In the optical fiber-containing insulators, as to sealing materials for maintaining air-tight properties between the optical fiber and a porcelain, use is made of an organic material or an inorganic material such as glass, and both of them have special merits and demerits, respectively.
When use is made of an organic material such as silicone rubber as the sealing material, it is possible to seal airtightly a space between the optical fiber and the porcelain and to perform a sealing operation easily in low temperatures, and thus there is a merit such that a manufacturing of the optical fiber-containing insulator can be performed easily in a large scale.
Contrary to this, when use is made of an inorganic material such as glass as the sealing material, the inorganic material has excellent weatherproof and chemical corrosionproof properties in comparison with the organic material and thus if material characteristics such as thermal expansion coefficients of the inorganic material meet with those of the surrounding material, it is possible to achieve an excellent long reliability on the air-tight and insulation properties.
In the optical fiber-containing insulator in which the organic material is used as the sealing material, since thermal expansion coefficients between the organic material and the porcelain are largely different from each other in a general case, there is a drawback such that there occurs a deterioration of the organic material used as the sealing material due to a temperature variation generated in the environmental temperatures and a breakage of the optical fiber due to the deterioration of the organic material. Moreover, since the organic material is deteriorated due to a tracking generated therein for a long term, it is preferred that, as to the sealing material for maintaining the air-tight and insulation properties, use is made of the inorganic material such as glass having the substantially same thermal expansion coefficient as that of the porcelain.

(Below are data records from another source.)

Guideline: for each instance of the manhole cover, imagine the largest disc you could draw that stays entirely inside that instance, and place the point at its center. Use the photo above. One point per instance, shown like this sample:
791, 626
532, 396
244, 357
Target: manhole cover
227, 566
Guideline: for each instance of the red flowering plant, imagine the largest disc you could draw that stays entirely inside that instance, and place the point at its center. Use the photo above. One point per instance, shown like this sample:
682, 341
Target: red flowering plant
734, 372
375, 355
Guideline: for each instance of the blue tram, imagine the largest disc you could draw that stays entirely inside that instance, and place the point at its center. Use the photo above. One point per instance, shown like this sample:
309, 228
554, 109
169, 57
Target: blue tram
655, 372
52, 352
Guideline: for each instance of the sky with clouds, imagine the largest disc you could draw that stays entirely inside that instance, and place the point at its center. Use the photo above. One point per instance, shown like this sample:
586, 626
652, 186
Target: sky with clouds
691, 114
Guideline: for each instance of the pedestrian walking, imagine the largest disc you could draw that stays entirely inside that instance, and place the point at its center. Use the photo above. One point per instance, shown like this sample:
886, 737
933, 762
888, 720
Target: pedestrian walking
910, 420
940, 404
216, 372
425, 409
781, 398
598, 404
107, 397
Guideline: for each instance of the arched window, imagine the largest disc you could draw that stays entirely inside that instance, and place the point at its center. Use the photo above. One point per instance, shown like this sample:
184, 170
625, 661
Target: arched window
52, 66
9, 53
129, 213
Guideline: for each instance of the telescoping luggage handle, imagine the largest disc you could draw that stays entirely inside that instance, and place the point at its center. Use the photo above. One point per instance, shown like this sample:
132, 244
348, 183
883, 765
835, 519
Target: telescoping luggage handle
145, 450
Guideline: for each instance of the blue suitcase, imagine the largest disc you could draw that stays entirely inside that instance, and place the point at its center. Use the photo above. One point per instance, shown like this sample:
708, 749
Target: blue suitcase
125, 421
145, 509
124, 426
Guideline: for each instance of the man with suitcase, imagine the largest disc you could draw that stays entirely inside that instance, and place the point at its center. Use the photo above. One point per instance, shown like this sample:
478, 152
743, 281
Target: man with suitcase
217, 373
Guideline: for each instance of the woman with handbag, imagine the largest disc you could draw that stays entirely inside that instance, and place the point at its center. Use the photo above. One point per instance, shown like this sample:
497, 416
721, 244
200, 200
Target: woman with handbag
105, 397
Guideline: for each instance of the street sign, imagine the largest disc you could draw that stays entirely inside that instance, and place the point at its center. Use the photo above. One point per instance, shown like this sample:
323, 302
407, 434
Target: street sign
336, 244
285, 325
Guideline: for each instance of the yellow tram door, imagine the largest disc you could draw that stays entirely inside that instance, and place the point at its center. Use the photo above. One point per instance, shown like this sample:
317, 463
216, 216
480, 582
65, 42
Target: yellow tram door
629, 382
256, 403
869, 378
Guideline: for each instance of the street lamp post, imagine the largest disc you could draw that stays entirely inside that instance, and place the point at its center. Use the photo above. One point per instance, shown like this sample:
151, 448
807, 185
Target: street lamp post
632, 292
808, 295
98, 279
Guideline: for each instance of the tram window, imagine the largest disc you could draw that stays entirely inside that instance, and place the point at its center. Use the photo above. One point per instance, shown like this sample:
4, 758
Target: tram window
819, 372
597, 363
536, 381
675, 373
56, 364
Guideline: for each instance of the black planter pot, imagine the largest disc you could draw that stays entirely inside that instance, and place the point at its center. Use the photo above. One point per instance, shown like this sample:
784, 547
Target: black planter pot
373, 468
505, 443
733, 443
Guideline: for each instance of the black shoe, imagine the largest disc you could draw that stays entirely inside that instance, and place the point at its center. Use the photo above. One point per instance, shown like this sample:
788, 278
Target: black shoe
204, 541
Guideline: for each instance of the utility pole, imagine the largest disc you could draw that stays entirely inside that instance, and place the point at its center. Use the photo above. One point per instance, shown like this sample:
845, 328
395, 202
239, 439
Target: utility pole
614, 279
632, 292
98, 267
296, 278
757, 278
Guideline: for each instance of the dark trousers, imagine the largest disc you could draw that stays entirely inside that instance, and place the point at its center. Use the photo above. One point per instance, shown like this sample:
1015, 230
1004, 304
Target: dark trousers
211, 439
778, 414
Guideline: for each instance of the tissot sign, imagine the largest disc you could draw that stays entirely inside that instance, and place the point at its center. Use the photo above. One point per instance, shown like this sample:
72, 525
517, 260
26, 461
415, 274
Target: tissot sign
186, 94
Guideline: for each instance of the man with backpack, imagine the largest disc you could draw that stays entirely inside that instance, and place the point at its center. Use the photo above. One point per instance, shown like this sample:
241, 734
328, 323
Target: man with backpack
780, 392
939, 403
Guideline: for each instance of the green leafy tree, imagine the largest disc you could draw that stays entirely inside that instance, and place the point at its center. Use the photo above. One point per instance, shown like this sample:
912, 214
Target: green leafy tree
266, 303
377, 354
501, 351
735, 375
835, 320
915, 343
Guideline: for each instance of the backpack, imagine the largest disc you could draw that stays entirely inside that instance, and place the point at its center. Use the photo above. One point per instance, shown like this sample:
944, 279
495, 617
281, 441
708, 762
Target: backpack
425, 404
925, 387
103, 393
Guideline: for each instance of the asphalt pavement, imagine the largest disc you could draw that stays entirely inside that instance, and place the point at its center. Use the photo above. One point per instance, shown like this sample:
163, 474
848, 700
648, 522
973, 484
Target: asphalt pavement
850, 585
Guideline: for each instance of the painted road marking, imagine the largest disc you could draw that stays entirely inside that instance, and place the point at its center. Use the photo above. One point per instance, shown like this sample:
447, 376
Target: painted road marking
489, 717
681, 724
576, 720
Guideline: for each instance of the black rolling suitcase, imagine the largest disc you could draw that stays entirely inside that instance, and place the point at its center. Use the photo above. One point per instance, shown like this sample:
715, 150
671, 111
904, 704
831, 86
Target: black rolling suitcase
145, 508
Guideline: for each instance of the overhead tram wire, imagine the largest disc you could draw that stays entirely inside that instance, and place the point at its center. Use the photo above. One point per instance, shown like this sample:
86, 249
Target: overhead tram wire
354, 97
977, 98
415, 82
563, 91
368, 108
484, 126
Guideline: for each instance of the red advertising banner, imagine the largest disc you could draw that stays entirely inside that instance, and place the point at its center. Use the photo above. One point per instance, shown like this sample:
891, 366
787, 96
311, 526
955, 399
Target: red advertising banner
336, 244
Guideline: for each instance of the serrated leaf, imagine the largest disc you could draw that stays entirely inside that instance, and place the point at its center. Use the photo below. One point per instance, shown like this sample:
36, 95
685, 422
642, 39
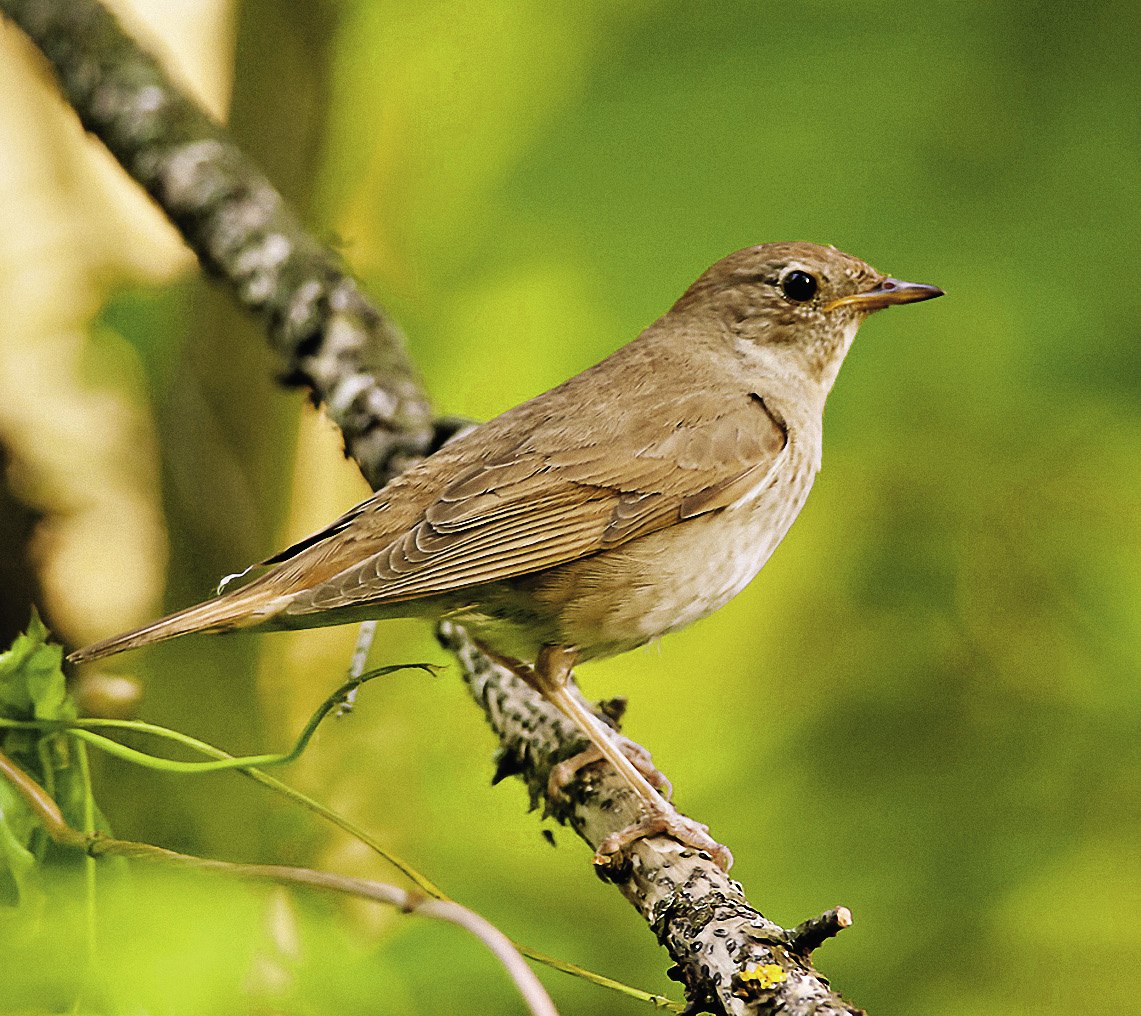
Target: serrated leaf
32, 684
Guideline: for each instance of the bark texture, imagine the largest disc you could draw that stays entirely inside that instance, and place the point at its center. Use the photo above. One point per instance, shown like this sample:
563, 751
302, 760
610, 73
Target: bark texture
350, 356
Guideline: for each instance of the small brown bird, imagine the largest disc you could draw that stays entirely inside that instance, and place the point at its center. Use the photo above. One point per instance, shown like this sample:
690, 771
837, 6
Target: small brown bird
626, 502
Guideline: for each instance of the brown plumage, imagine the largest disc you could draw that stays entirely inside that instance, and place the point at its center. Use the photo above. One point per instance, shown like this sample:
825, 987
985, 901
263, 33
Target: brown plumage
628, 501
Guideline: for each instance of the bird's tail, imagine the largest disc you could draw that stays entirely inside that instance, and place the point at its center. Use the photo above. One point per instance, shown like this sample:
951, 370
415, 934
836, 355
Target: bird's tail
223, 613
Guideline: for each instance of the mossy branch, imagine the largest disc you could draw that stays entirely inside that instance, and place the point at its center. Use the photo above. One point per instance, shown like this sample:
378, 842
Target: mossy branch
350, 355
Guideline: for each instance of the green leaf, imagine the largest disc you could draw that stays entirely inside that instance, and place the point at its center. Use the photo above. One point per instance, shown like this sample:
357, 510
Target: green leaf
17, 862
32, 684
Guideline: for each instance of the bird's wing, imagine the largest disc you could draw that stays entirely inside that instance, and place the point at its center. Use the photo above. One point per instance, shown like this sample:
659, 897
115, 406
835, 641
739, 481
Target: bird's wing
543, 506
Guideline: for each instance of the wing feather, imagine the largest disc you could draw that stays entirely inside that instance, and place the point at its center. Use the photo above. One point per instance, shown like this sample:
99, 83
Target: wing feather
548, 501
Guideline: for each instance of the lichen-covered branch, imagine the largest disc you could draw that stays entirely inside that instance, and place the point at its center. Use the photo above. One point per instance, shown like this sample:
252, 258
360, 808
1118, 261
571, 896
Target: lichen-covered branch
331, 338
350, 355
730, 958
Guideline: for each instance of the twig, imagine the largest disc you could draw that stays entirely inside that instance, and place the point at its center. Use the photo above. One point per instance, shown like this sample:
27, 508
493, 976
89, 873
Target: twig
407, 901
351, 357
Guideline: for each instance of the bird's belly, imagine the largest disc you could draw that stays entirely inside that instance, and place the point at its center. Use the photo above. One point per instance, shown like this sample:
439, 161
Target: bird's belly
625, 597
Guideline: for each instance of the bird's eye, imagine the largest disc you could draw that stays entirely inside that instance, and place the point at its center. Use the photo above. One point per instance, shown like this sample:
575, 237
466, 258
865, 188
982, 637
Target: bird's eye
799, 285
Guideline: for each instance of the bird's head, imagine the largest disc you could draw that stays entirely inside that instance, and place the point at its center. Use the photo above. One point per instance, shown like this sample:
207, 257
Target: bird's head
798, 304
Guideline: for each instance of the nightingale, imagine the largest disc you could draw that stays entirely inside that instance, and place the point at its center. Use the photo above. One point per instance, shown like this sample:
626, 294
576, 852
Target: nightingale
626, 502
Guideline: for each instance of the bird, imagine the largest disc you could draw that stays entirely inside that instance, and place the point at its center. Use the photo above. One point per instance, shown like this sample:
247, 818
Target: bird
629, 501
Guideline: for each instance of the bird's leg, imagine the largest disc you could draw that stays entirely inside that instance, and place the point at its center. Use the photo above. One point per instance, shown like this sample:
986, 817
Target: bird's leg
365, 636
550, 676
567, 769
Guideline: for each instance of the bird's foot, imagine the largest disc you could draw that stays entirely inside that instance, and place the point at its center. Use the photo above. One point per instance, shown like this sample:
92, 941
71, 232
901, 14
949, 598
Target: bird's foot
567, 769
669, 821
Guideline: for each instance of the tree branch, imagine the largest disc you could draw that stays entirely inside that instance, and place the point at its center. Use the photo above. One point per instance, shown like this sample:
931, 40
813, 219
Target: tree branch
350, 356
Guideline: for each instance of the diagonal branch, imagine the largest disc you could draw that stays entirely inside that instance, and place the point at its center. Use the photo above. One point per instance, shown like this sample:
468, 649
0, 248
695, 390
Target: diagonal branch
351, 357
97, 845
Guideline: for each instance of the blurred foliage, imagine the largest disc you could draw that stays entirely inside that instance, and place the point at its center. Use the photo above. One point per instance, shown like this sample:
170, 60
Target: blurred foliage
928, 706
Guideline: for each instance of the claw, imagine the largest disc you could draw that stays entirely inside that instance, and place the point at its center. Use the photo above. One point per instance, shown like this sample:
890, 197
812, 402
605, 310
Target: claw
670, 823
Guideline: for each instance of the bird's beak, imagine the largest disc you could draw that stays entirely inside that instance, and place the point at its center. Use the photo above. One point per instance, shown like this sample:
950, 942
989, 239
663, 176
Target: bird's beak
885, 293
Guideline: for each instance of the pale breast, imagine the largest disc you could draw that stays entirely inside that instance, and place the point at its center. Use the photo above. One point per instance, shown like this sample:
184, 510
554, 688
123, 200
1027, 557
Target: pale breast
622, 598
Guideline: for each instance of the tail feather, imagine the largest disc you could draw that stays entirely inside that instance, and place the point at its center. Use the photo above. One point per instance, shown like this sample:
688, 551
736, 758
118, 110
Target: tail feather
224, 613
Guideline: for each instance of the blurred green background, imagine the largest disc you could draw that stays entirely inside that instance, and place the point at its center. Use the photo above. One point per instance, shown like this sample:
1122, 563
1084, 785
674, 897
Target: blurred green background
928, 706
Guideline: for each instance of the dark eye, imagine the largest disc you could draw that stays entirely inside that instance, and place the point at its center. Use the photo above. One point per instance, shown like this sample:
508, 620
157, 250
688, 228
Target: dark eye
799, 285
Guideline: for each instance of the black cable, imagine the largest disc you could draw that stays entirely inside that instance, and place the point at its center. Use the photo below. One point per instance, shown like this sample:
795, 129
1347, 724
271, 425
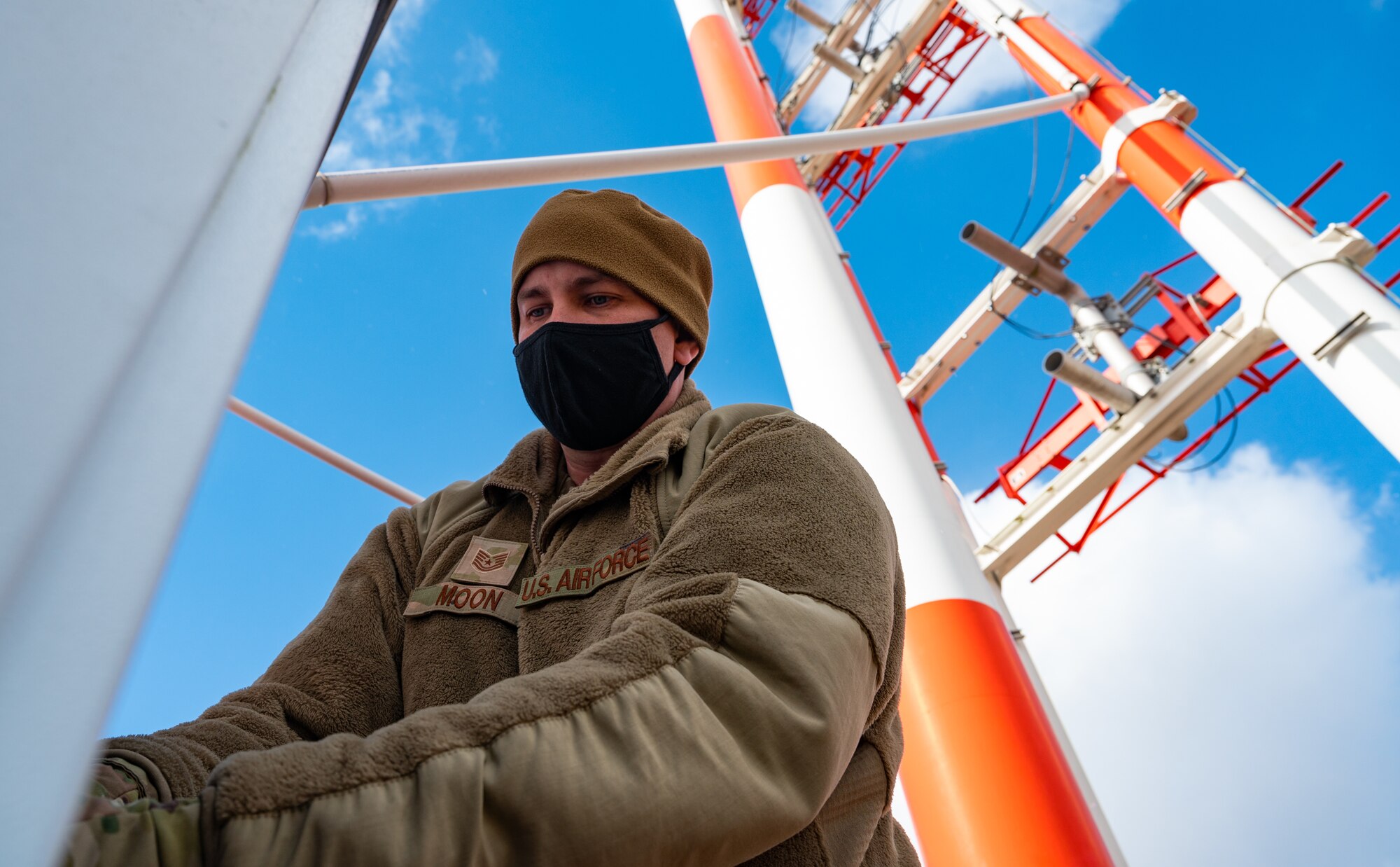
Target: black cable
1065, 173
788, 72
1230, 439
1035, 167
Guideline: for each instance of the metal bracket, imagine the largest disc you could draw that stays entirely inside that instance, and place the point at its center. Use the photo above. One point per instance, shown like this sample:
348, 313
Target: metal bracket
1180, 197
1171, 106
1118, 317
1342, 242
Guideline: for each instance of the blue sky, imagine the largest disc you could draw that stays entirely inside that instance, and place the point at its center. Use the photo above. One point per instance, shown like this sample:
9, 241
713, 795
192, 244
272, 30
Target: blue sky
387, 337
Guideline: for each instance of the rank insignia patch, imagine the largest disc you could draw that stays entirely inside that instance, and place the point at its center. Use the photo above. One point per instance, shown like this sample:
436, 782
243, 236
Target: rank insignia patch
489, 562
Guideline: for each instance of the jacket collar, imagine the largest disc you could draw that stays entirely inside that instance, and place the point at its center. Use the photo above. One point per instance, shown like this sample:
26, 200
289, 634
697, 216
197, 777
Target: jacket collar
536, 466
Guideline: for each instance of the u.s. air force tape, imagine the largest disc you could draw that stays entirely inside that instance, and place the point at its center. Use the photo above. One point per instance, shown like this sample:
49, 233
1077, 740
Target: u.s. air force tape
458, 599
589, 578
499, 603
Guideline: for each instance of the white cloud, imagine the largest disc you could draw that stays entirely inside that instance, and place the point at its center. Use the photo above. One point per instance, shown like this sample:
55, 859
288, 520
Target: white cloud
1227, 658
387, 125
345, 226
477, 62
404, 22
993, 72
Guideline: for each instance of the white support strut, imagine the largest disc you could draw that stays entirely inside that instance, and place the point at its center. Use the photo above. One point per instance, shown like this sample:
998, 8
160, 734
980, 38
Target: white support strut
1082, 211
1312, 292
141, 292
369, 186
317, 450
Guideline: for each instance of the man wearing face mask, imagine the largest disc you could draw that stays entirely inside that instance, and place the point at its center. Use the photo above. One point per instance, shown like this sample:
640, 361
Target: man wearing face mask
657, 634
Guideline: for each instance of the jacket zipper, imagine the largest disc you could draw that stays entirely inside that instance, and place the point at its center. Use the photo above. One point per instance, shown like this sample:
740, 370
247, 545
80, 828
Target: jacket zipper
534, 518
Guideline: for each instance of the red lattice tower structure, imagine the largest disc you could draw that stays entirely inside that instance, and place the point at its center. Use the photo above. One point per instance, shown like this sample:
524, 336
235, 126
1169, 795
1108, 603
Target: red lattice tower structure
1188, 323
932, 71
757, 15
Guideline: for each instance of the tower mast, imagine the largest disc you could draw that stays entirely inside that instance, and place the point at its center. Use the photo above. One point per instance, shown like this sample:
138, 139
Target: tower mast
983, 768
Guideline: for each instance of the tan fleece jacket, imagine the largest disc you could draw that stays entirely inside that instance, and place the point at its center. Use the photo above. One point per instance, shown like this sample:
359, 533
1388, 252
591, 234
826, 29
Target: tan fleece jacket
715, 687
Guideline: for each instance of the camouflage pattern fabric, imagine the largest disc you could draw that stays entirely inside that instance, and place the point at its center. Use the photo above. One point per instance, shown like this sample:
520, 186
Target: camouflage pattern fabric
115, 784
142, 834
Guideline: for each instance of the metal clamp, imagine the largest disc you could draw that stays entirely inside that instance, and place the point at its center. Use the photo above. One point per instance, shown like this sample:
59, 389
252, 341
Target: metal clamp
1345, 334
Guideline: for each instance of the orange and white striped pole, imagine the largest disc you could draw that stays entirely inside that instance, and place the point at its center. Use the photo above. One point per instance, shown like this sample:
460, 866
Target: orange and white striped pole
1310, 291
983, 771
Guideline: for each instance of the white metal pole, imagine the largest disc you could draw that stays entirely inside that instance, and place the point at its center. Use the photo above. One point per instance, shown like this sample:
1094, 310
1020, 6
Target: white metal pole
1312, 293
338, 188
985, 772
317, 450
130, 300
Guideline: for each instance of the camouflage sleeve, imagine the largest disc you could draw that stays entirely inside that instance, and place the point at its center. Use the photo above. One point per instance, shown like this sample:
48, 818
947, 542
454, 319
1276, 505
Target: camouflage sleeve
710, 726
341, 674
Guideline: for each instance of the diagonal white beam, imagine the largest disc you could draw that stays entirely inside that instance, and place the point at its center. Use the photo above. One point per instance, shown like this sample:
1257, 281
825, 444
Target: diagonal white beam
369, 186
285, 432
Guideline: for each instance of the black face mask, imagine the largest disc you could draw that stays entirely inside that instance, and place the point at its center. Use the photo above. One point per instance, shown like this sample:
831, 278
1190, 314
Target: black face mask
593, 386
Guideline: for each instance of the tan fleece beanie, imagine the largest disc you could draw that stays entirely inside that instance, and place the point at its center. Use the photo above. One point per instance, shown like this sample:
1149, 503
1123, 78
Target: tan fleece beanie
625, 237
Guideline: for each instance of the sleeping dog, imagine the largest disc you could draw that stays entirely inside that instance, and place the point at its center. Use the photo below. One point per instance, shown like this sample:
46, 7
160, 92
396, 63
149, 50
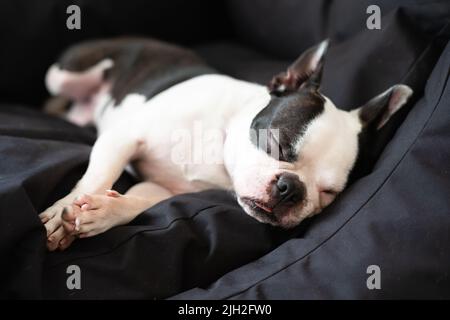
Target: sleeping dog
285, 149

Contrary to this, in the optical fiber-containing insulator using the glass mentioned above, since a large furnace must be used so as to melt the glass by heating the whole porcelain, there is a drawback such that an equipment cost increases and a cost of power consumption also increases.
Further, as to the optical fiber used in the optical fiber-containing insulator, it is necessary to use the optical fiber made of quartz glass in view of the heat resistive properties. The mechanical strength of the optical fiber is maintained by covering an organic material as a covering layer such as silicone resin, urethane resin and epoxy resin on an outer surface of threads just after spinning threads out of another material made of quartz glass. Since the mechanical strength of the optical fiber is extremely low if there is no covering layer, the covering layer must be arranged on the cuter surface of the optical fiber to handle it.
However, such an organic covering layer does not basically endure a heat treatment performed above 300.degree. C. Therefore, if the organic covering layer is once deteriorated by the heat treatment etc., the optical fiber becomes very brittle and thus it is broken under extremely low strength than that before the heat treatment. For example, when a diameter of the optical fiber is 125 .mu.m, the breaking load of the optical fiber is 6 kg before the heat treatment and is 0.5 kg after the heat treatment.
Accordingly, when the whole insulator is heated so as to melt the glass materials for the sealing, the strength of a part of the optical insulator projected from the porcelain becomes low and then the optical fiber is broken in the next step. Therefore, after sealing the optical fibers in the porcelain, the opposed end surfaces of the insulator containing the optical fibers are mirror-polished and then it is necessary to connect optically the other optical fibers to the bared optical fibers in the insulator by using ferrules. In this case, there occurs a drawback such that the manufacturing steps become complicated and thus the manufacturing cost increases.